The title is a little misleading, there is no escape, and Africa was never the intended destination, though that is where the movie mostly takes place. The movie begins with a recap of the first movie (which I never saw), and tells the childhood story of our main character, Alex the Lion, or, as he is known by his long-lost parents, Alekey. Apparently, he was not the strong lion that his father, the King, had anticipated while they were in Africa. Luckily for the Father, Alekey was kidnapped by some sort of trapper and later lost at sea, so he never had to watch his son become the metro-sexual dancer he became when Alekey was recovered in New York.
The main story surrounds this relationship. Interestingly, they do create well-established side stories for each of the supporting main characters. The Zebra is confronted by a herd of zebra and he finds himself, a very unique character in his own clique, to be completely undistinguishable from the rest of the herd. The Hippo and Giraffe have a mixed story, as the Giraffe is secretly in love with the Hippo who find herself very involved in the hippo-dating scene.

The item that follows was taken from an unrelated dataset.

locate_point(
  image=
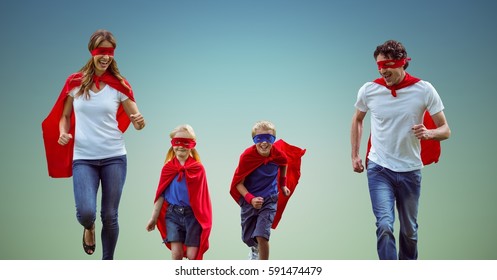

To tell the truth, the topics the covered were pretty emotionally deep, but they only dwelt enough on each topic to give you a taste of the problem before switching to another character's problem or resolution. I mean, it is a kids' show, that's appropriate, and like I said, kids' shows have so many fast cuts and changes, it's the easiest way to keep a child's interest.
Not a lot of the jokes were heaps-funny, but there were plenty of laughs from the audience. Personally, I laughed loudest at the antagonist's lion-mane and at the Captain Penguin's line about sacrifices.
Now, because the story was so divided in it's conflict-foci there is a lack of a strong antagonist struggle. In fact, while the antagonist starts a lot of trouble, he is only brought to ruin by another lesser (but arguably more formidable) antagonist. This reduces the story's struggle considerably. We see the characters making a lot of snap-decisions without thinking out any consequences or more than superficial motivations (kids' movie). No one is really concerned with changing anything, just getting away with things.
All in all, it was pretty enjoyable, unless you were looking for an adult film. I actually kind of like looking at simple stories and seeing what those story tellers can get away with after so very little explanation and I'm always amazed by it. Final thought: this is entirely a kids' movie; a good one, but don't expect the layering of Shrek, blame the complex story arcs.